Unlike other U+6 compounds, uranates do not contain uranyl UO22+ ions in their structure. That is, there are no strongly bound axial oxygen atoms at distances of ∼1.8 Å. In the structure of calcium monouranate CaUO4, layers and chains of UO8 hexagonal bipyramids alternate with Ca—O layers. For two oxygen atoms in the axial plane of U-polyhedra, a distance larger than that for axial O in uranyl is characteristic. The calculated values of 1.94 Å and 2.27 Å for axial and equatorial oxygen coordination spheres are in good agreement with the EXAFS and PXRD data obtained by Prieur et al. (2019). For more distant coordination spheres, the CNs and interatomic distances have not been previously published. Our calculated distance to the neighboring U coordination shell (3.88 Å) coincides with the a and b parameters of the crystal lattice, as reported by Prieur and coauthors; in the CaUO4 structure, a = b = 3.87745 Å (Prieur et al., 2019). The U atoms in layers are located at the vertices of the rhombus. In chains, due to geometry, the U atoms are at the same distances. The CN of U was calculated with consideration of the following points: the number of neighboring atoms around U is six in the layers and four in the chains at a distance equal to a. The positions in the layers are occupied by 1/3 of all the atoms, and the remaining 2/3 of U atoms are in chains. Hence, the CN of U is equal to (6 × 1/3) + (4 × 2/3) = 14/3. The CN for Ca was calculated similarly: CNCa = (2 × 1/3) + (4 × 2/3) = 10/3. The CN for O atoms at 3.44 Å was treated as a variable, as it is difficult to assess correctly.
In the case of Ca diuranate, an accurate fit with fixed CNs was complicated due to the lack of data on the structure and previously performed calculations for calcium diuranate. EXAFS calculations were previously performed for diuranates of other metal cations: K+, Cs+ and Ba2+ (Table 2). However, it is not expected that CaU2O7 has a similar structure and hence a similar local U environment. Therefore, during the fitting of CaU2O7, the CNs for all coordination spheres (except the first one with two O atoms in the axial plane) were treated as variables owing to the lack of crystallographic data for this structure or previously performed EXAFS calculations. Several attempts have been made to construct a realistic fitting model; coordination spheres of O, Ca and U were added in different variations to fit peaks in the 3–5 Å region. In Table 1, the parameters of the best fitting model are listed. The distance to the axial O (1.88 Å) is greater than that in uranyl compounds (1.76–1.82 Å). A longer distance to the first coordination shell compared with that of UO22+ compounds is typical for uranates and is the most obvious and easily detectable distinctive feature of uranates.

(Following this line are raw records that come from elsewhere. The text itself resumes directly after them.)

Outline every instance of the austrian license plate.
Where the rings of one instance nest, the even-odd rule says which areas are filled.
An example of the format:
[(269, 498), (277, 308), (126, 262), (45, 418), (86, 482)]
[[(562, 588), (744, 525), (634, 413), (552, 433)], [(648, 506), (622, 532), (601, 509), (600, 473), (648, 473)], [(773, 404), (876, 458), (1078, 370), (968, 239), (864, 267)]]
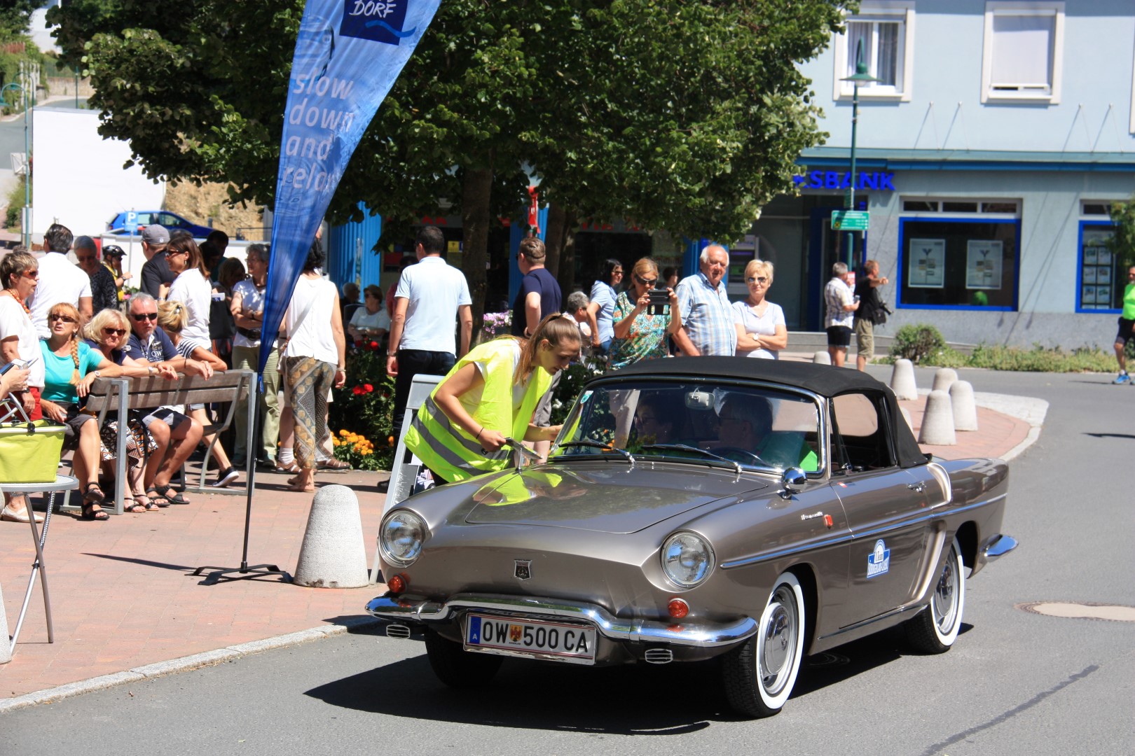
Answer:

The Debye–Waller factor of axial oxygens is greater than that for uranyl compounds: O atoms in the axial plane in uranates are less ordered and weakly bound to U. The second coordination shell is split and contains four to five O atoms in the equatorial plane at distances of 2.08 Å and 2.21 Å, which are less than those of other metal uranates (Table 2). A significant difference from K, Cs and Ba diuranates is the order of the coordination spheres: in our case, the Ca shell is located closer than the U shell. At the same time, in CaU2O7, the distances to the U shell are greater than those known for other diuranates. Notably, the calculated values could be affected by the impurity of other Ca uranates, which was observed in the XRD data. The accuracy of the obtained values is reduced due to this factor.

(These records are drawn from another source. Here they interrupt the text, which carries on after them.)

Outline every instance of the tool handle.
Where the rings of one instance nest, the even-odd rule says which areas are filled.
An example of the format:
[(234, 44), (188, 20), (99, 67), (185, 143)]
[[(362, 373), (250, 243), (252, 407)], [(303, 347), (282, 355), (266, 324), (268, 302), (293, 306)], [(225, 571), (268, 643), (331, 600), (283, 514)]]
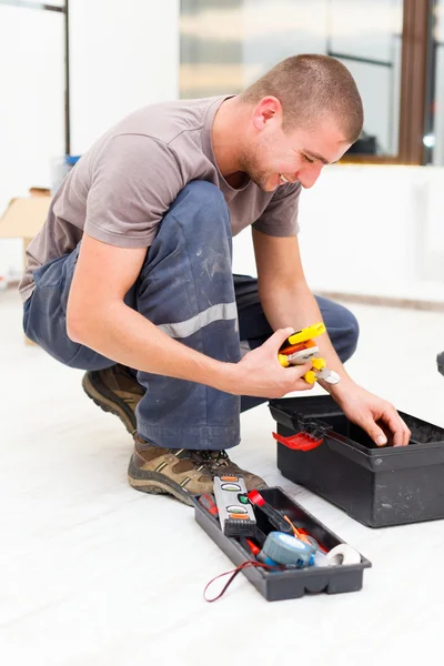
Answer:
[(272, 435), (276, 442), (283, 444), (287, 448), (291, 448), (292, 451), (312, 451), (312, 448), (317, 448), (317, 446), (320, 446), (323, 442), (322, 437), (314, 438), (305, 432), (291, 435), (290, 437), (284, 437), (278, 433), (272, 433)]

3.5. Sample of uranium contaminated soil
The sample of uranium-contaminated soil (UCS) mainly consists of clay minerals, quartz and feldspar with a particle size <100 µm (Maryakhin et al., 2021). SEM images show the presence of 3–7 µm particles and aggregates with high U concentrations (Fig. S3). SEM-EDX analysis demonstrates a positive correlation between Ca and U content. These observations propose the formation of uranyl-Ca mineral phases in the contaminated soil. XANES shows that, in the UCS sample, U is present in the +6 valence state. The shoulder observed in the post-edge region indicates the formation of the uranyl cation UO22+ (Fig. S9). According to EXAFS fitting results, U speciation in the UCS sample is controlled mainly by the formation of uranyl oxyhydroxide and to a lesser extent by carbonate phases. Distances to Oax and Oeq in the UCS sample are in excellent agreement with those obtained for the metaschoepite standard. The formation of metaschoepite is additionally supported by the presence of the U coordination shell at 3.97 Å. The coordination shell of C at 2.90 Å may be attributed to the complexation with natural organic matter of the soil or the formation of uranyl carbonate intrinsic phases. Although U–humate complexation through carboxyl groups cannot be completely excluded in the UCS sample, the formation of uranyl carbonates seems to be more likely, as we found that U distribution correlates with Ca and thus Ca-uranyl carbonate species such as libegite Ca2[(UO2)2(CO3)4] are assumed. U—Oeq shell splitting and U—U distance also might indicate the formation of uranyl silicates (Catalano & Brown, 2004). However, addition of Si subshells to the fitting model resulted in close to zero CNs of these subshells. Uranyl silicates are improbable phases in the UCS sample. A comparison of k2χ(k) and Fourier transform spectra of the UCS sample with oxyhydroxide and carbonate is given in Fig. 3.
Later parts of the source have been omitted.